The swimming pool has water coming in @ 12m^3/min. The contents with the pool keep mixing. The contents flow out @ 10m^3/min. Sugar is added to the pool @rate 0.1kg/min. At the beginning there is 10 kilogram of salt within 100m^3 of water. What is the kilogram of salt left after 30 min?

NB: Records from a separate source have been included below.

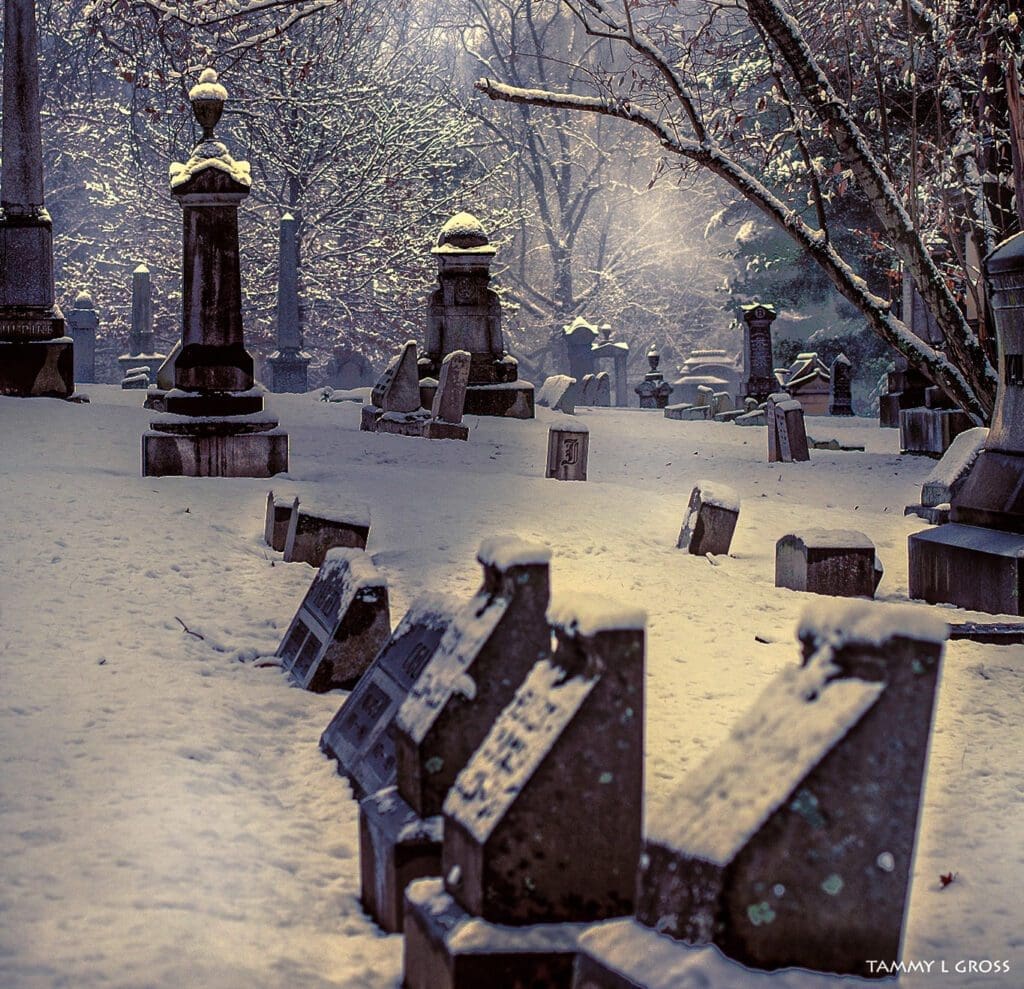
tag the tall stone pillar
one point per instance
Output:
(215, 424)
(82, 326)
(760, 381)
(288, 363)
(36, 357)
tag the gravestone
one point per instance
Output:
(518, 858)
(948, 477)
(839, 562)
(711, 519)
(289, 363)
(311, 534)
(793, 844)
(82, 326)
(340, 626)
(557, 393)
(465, 314)
(568, 448)
(215, 424)
(36, 357)
(279, 519)
(653, 390)
(757, 350)
(483, 655)
(359, 735)
(841, 387)
(786, 435)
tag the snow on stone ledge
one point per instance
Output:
(587, 614)
(515, 746)
(507, 551)
(719, 495)
(361, 571)
(792, 727)
(842, 622)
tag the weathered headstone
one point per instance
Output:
(359, 736)
(214, 425)
(653, 391)
(36, 357)
(82, 326)
(311, 534)
(786, 435)
(839, 562)
(483, 655)
(793, 844)
(841, 387)
(557, 393)
(279, 519)
(289, 363)
(568, 448)
(516, 852)
(465, 314)
(757, 350)
(711, 519)
(340, 626)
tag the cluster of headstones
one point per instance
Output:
(497, 748)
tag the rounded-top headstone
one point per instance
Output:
(463, 233)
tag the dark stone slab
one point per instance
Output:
(279, 518)
(973, 567)
(359, 734)
(311, 534)
(340, 626)
(568, 448)
(793, 845)
(446, 948)
(839, 562)
(396, 847)
(711, 519)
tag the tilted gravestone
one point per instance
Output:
(568, 449)
(280, 511)
(786, 435)
(711, 519)
(311, 534)
(517, 854)
(359, 735)
(839, 562)
(793, 844)
(340, 626)
(483, 655)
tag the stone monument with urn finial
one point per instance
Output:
(36, 356)
(215, 424)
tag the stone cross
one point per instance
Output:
(757, 350)
(36, 358)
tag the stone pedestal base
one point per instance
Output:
(210, 447)
(448, 948)
(37, 369)
(513, 400)
(970, 566)
(395, 847)
(930, 430)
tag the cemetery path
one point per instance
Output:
(166, 818)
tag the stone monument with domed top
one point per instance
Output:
(463, 313)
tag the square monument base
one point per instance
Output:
(513, 399)
(37, 369)
(223, 454)
(970, 566)
(396, 846)
(448, 948)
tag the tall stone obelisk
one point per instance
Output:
(36, 357)
(215, 424)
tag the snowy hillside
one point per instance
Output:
(166, 817)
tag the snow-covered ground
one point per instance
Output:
(166, 816)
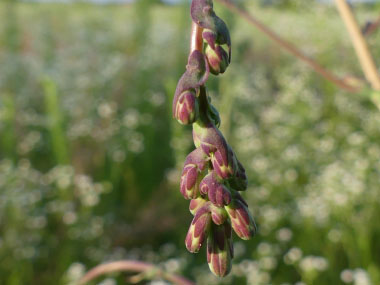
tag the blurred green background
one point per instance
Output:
(90, 156)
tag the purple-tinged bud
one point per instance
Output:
(198, 229)
(237, 196)
(218, 193)
(190, 182)
(187, 108)
(241, 219)
(223, 165)
(217, 59)
(218, 215)
(196, 204)
(213, 144)
(215, 30)
(197, 72)
(197, 157)
(219, 250)
(191, 174)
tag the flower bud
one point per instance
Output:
(198, 229)
(223, 164)
(209, 138)
(220, 250)
(241, 219)
(218, 215)
(191, 174)
(187, 109)
(190, 179)
(218, 193)
(217, 59)
(196, 204)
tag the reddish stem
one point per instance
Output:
(196, 41)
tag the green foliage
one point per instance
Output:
(90, 156)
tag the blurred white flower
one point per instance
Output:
(284, 234)
(347, 276)
(310, 263)
(293, 255)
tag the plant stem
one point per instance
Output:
(196, 41)
(361, 48)
(132, 266)
(372, 27)
(288, 46)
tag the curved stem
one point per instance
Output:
(361, 48)
(132, 266)
(196, 41)
(288, 46)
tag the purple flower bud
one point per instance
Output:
(218, 193)
(241, 219)
(215, 30)
(197, 157)
(211, 141)
(217, 59)
(187, 109)
(198, 229)
(191, 174)
(190, 179)
(196, 204)
(220, 250)
(218, 215)
(197, 72)
(224, 165)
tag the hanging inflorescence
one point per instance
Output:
(212, 175)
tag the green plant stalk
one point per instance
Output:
(8, 134)
(55, 122)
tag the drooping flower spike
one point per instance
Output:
(212, 175)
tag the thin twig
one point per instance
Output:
(288, 46)
(371, 27)
(196, 41)
(361, 48)
(132, 266)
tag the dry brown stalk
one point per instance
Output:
(288, 46)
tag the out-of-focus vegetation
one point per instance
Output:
(90, 156)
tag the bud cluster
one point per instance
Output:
(212, 175)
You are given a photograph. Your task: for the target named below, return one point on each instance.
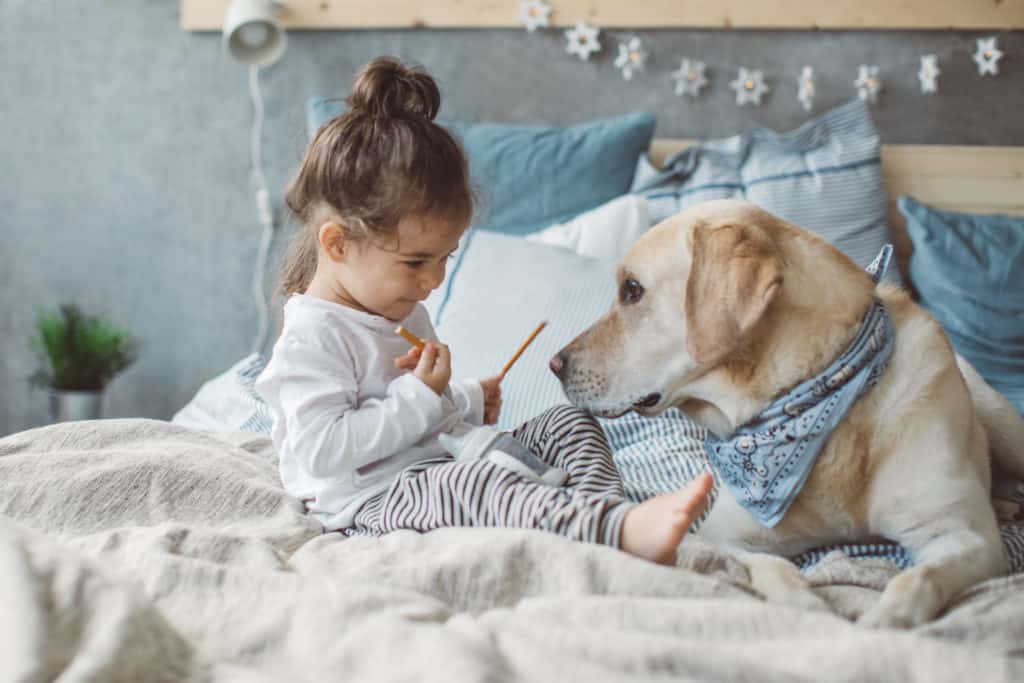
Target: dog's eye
(630, 291)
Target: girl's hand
(434, 367)
(492, 399)
(410, 360)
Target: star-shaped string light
(805, 88)
(632, 57)
(987, 56)
(929, 74)
(750, 86)
(689, 78)
(535, 14)
(583, 40)
(867, 83)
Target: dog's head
(691, 292)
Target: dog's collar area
(766, 461)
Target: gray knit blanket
(137, 550)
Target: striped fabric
(448, 493)
(824, 176)
(662, 454)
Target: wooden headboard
(974, 179)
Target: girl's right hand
(434, 368)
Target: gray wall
(124, 153)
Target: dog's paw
(803, 597)
(898, 615)
(909, 600)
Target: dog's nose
(557, 364)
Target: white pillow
(228, 401)
(497, 291)
(605, 232)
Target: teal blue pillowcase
(969, 271)
(529, 177)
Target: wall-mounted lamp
(253, 36)
(252, 33)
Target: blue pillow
(824, 176)
(969, 271)
(529, 177)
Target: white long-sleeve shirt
(345, 420)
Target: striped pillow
(824, 176)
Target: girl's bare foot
(655, 527)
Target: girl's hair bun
(385, 87)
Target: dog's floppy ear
(736, 273)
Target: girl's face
(389, 278)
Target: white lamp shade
(252, 33)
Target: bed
(141, 550)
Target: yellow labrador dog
(723, 308)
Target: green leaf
(80, 352)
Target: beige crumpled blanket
(136, 550)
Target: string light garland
(752, 84)
(805, 88)
(929, 74)
(583, 40)
(689, 78)
(632, 57)
(987, 56)
(868, 84)
(535, 14)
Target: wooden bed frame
(973, 179)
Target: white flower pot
(70, 406)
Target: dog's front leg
(778, 580)
(775, 578)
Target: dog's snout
(557, 364)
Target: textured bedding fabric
(134, 550)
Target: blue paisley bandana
(766, 461)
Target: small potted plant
(80, 355)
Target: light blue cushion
(969, 272)
(824, 176)
(531, 176)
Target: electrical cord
(264, 211)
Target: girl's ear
(332, 241)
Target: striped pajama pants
(442, 492)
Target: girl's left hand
(492, 399)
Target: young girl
(383, 195)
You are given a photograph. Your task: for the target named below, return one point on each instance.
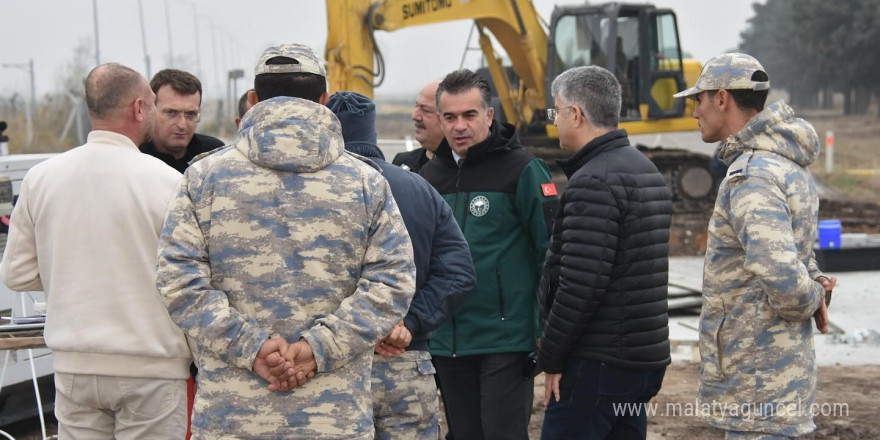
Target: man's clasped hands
(286, 366)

Let $x$ be the amount of sugar. Then conc = amount/vol
We have that initially $sugar/water = 10/100 = 1/10$. Concentration should be $x/(100 + 2t)$. We know that $dx/dt = 0.1$ and thus we want to multiply by $2t$. Thus
$dx/dt = (x*2t/[100 + 2t])*2t$?
No, $dx/dt$ is not $0.1$. Rather $dx/dt$ is the sum of all the changes in sugar. One change is $0.1$ kg/m. Another changes is how much sugar is leaving the pool. If $x$ is the kilograms of sugar in the pool at time $t$ then the concentration of sugar is $x/(100+2t)$. The amount of sugar leaving each minute is $10$ times that. So the differential equation is
$$\frac{dx}{dt} = 0.1 -\frac{10x}{100+2t}$$ with initial condition $x(0) = 10.$
This isn't really a "related rate" problem. You need to solve the (linear) DE.